The adaptation of the enterprise software by a large automotive manufacturer had given rise to the need of integrating the application monitoring into existing monitoring systems of the clients, which enabled better monitoring and alerting compared to the built in functionality. A monitoring API feature needed to be developed fast during the piloting phase to secure the contract.
Background of the Project
The software vendor has been selected as a candidate for an enterprise standard solution by one of their largest clients. This would mean growing their installations base and number of active users considerably, which in return grew the number of potential alerts and incidents several fold the monthly average.
The software had good logging built in, but it was designed to by monitored directly within the applications and offered limited notifications. Making it infeasible to continue using the built in functionality as it was designed for troubleshooting after the fact.
The end customer requested to integrate the application’s monitoring into their company’s standard tool, which was monitoring the whole infrastructure of different hardware and applications.
The project started with the analysis of the multi-tiered application’s architecture and understanding the monitoring queries and KPIs in a couple of brainstorming sessions with the development team. After that, further possible risks and gaps were identified leading to the requirements for the needed interfaces and the extension of the built-in functionality to enable the customization of logging level, black and white listing and cool down time on the API side.

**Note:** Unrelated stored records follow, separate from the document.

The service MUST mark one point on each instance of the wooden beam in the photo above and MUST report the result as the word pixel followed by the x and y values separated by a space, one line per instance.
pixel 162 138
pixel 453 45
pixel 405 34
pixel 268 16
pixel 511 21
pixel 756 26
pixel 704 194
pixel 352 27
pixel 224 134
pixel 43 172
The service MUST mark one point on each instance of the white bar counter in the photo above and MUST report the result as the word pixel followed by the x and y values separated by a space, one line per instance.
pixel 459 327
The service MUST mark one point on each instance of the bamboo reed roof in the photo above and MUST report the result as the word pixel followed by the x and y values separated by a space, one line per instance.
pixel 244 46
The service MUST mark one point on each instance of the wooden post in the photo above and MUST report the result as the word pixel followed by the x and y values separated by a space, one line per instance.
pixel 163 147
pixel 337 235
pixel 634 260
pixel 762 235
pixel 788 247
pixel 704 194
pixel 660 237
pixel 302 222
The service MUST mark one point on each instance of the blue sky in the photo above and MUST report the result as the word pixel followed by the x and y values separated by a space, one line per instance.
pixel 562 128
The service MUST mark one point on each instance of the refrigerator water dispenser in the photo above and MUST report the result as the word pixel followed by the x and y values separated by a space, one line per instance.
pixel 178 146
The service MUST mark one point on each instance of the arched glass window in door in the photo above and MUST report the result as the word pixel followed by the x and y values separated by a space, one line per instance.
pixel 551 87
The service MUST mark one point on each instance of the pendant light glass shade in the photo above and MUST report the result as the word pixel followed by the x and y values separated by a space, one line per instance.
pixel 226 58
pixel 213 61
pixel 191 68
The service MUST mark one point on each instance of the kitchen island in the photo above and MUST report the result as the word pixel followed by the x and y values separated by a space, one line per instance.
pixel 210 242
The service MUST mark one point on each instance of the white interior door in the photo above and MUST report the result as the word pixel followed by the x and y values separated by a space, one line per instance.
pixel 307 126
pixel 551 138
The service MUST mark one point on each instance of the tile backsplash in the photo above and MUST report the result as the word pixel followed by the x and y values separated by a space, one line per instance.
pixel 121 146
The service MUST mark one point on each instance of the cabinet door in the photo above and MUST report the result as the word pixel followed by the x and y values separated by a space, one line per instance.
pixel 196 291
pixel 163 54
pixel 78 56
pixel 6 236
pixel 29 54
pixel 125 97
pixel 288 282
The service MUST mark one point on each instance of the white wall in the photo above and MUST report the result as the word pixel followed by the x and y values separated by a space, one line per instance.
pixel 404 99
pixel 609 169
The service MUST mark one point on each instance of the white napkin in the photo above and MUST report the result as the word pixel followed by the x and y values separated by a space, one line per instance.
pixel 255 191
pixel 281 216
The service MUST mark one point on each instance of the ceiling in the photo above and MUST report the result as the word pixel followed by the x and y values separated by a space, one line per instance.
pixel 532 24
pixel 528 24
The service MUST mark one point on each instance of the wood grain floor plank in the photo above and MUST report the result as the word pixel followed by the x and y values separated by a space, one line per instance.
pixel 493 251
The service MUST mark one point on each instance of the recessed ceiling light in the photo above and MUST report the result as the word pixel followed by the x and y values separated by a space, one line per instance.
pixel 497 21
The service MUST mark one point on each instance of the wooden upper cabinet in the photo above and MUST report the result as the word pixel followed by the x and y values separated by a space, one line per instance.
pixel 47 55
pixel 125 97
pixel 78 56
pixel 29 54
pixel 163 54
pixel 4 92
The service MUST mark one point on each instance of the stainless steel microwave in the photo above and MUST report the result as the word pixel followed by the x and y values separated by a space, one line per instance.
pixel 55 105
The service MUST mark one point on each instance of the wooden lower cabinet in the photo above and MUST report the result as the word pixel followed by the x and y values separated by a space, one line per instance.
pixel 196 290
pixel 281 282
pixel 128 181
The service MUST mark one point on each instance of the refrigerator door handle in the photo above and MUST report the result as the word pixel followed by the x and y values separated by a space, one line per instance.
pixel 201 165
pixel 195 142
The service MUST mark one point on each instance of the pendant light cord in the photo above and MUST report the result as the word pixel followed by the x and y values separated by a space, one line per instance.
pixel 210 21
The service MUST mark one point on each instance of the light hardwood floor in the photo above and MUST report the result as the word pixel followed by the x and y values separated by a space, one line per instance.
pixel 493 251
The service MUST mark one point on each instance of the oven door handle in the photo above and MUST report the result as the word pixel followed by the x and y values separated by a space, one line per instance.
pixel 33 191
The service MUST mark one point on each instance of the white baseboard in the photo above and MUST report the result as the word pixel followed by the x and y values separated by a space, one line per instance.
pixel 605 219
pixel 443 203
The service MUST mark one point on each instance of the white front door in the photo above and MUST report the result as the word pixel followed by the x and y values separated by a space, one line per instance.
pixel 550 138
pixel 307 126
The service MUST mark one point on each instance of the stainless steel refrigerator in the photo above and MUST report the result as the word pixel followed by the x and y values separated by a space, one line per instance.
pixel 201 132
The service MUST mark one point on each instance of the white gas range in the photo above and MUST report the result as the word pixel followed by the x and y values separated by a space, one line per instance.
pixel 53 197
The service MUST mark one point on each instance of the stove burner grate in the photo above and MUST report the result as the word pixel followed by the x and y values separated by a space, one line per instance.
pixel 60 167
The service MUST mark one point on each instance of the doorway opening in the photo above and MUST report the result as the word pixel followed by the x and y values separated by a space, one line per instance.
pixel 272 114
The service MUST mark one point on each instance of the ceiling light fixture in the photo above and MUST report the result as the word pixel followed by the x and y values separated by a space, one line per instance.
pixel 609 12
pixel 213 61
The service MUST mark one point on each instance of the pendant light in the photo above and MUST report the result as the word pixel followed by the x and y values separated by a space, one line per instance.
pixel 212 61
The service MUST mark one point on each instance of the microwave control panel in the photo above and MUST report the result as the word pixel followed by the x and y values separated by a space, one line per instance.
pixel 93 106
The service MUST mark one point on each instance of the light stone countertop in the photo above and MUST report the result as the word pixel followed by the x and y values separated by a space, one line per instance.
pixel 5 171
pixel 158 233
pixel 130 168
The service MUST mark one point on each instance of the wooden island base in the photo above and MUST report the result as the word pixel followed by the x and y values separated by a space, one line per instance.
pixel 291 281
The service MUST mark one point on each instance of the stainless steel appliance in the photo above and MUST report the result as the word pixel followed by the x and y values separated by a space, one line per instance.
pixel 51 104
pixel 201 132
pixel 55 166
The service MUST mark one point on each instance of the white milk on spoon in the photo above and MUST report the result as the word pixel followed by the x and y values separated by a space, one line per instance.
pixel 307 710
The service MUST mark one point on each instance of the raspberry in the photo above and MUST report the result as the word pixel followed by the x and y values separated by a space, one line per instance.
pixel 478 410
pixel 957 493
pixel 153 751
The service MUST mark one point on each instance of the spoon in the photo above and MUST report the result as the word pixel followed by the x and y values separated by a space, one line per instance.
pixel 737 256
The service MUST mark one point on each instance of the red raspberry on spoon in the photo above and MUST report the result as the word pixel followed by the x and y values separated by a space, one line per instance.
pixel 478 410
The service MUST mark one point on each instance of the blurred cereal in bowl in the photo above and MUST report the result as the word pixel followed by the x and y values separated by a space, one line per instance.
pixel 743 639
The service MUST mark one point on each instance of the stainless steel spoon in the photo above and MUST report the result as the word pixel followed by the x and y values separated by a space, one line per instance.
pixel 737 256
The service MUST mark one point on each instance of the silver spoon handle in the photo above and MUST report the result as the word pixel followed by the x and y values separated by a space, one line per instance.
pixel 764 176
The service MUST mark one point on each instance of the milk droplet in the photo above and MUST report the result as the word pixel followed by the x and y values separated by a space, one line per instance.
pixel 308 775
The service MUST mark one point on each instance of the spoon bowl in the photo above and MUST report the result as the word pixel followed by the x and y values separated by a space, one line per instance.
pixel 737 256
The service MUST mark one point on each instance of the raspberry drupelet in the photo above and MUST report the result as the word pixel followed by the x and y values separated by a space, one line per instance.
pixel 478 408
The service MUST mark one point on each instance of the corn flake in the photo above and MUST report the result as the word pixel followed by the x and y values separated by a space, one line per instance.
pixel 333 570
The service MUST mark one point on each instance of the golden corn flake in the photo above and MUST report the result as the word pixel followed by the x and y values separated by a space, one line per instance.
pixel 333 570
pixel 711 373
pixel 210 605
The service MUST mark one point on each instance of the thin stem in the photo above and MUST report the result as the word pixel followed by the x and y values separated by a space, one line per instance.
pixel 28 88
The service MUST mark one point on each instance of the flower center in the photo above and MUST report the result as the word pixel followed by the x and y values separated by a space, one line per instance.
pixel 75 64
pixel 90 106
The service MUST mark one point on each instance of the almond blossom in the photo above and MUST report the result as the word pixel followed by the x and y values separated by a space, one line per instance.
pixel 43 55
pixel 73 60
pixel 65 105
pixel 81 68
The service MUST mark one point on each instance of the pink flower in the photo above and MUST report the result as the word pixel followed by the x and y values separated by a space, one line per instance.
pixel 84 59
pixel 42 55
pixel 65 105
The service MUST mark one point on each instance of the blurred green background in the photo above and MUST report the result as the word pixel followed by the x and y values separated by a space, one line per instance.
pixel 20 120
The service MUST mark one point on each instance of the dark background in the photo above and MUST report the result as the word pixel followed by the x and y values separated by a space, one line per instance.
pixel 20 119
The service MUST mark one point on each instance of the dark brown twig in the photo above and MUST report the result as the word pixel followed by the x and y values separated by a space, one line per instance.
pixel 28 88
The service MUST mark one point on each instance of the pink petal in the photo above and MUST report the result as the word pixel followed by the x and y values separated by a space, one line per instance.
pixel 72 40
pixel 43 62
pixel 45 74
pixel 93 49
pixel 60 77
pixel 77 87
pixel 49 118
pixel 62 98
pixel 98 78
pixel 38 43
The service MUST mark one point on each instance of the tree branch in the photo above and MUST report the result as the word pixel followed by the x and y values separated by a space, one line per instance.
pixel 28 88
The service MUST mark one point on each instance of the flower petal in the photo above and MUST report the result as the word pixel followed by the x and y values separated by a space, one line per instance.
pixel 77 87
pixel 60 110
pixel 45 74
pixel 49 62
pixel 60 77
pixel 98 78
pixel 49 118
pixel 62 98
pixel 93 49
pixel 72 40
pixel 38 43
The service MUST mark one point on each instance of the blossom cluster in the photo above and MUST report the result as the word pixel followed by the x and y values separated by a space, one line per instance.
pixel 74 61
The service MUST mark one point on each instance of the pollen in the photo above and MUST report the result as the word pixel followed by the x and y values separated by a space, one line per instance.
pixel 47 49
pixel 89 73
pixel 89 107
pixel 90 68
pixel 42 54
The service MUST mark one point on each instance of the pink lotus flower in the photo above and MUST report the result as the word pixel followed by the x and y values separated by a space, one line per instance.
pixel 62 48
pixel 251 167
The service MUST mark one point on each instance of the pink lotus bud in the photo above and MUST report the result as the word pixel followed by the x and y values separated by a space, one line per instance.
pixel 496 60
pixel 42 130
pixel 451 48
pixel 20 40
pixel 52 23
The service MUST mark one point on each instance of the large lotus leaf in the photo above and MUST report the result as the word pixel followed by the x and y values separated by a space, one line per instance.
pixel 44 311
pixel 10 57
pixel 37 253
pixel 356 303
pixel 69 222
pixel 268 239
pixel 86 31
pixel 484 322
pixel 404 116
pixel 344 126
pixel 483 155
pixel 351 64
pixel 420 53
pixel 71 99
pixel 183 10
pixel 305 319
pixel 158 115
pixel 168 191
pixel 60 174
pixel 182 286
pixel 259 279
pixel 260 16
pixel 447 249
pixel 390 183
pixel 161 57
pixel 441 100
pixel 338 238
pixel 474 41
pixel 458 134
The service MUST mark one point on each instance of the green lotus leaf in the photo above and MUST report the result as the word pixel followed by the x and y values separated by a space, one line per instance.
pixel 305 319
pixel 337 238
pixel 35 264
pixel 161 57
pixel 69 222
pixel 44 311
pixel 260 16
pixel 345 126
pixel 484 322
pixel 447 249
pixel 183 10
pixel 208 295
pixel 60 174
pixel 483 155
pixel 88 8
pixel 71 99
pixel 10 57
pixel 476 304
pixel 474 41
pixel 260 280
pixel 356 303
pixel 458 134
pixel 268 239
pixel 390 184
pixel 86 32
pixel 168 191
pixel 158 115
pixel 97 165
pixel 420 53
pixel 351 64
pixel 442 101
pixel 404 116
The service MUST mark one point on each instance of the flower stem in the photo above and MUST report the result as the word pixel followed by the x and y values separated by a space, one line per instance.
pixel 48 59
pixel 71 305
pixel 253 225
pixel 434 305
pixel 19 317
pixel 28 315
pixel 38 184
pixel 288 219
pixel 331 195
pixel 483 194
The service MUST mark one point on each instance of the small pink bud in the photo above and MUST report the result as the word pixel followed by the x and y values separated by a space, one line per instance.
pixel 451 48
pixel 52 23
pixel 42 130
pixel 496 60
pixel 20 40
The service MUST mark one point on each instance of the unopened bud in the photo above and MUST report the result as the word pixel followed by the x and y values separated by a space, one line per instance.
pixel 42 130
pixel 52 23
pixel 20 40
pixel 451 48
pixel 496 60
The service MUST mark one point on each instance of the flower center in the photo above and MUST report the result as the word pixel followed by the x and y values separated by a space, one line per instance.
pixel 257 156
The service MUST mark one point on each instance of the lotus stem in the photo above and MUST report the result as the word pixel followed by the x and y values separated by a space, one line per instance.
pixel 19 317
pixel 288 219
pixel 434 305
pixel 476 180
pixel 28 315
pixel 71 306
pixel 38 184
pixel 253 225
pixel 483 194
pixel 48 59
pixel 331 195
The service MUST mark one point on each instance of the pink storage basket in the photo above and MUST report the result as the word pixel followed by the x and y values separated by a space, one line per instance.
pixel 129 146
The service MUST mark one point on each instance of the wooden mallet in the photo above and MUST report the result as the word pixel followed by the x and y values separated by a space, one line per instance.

The project identified additional gaps and potential risks not covered by the original built-in solution
From there we started creating custom plugins for the open source monitoring tool to enable the direct monitoring and alerting for the vendor’s software. These plugins started with the monitoring of general metrics like uptime and resources usage and were then expanded to include the application specific metrics like messages, jobs, queues and other metrics that would give a better understanding of the health of the running software.
The usage of the existing OSS meant we were able to fast track the development process and utilize the front-end for consistent dashboard. The team was able to focus on the best possible metrics and how to expand them.
The client received a robust and extensive monitoring tool in a very short time. The tool was flexible in setting logging levels, components to monitor and other variables to adjust like cooling time to ensure the alerts were not triggered by preceding alerts. All of this utilizing an extensive front-end.
Application monitoring lead to better insights.
The extensive and dedicated monitoring which was enabled by the OSS helped improve the general understanding of the individual instances and recognize false positives triggered by network issues, timeouts or similar external temporary factors. This enabled the teams on both the vendor’s as the client’s side, to have a better understanding of the application. It also enabled them to see what additional metrics could be added to improve the troubleshooting.
OSS lead to a reusable solution.
As the solution was realized as plugins to existing widely used open source tools, it made it easy for the client to offer the solution to other clients. It was an easy sell, as it integrated in the already existing infrastructure landscapes the clients utilized, while improving the SLA metrics for the vendor.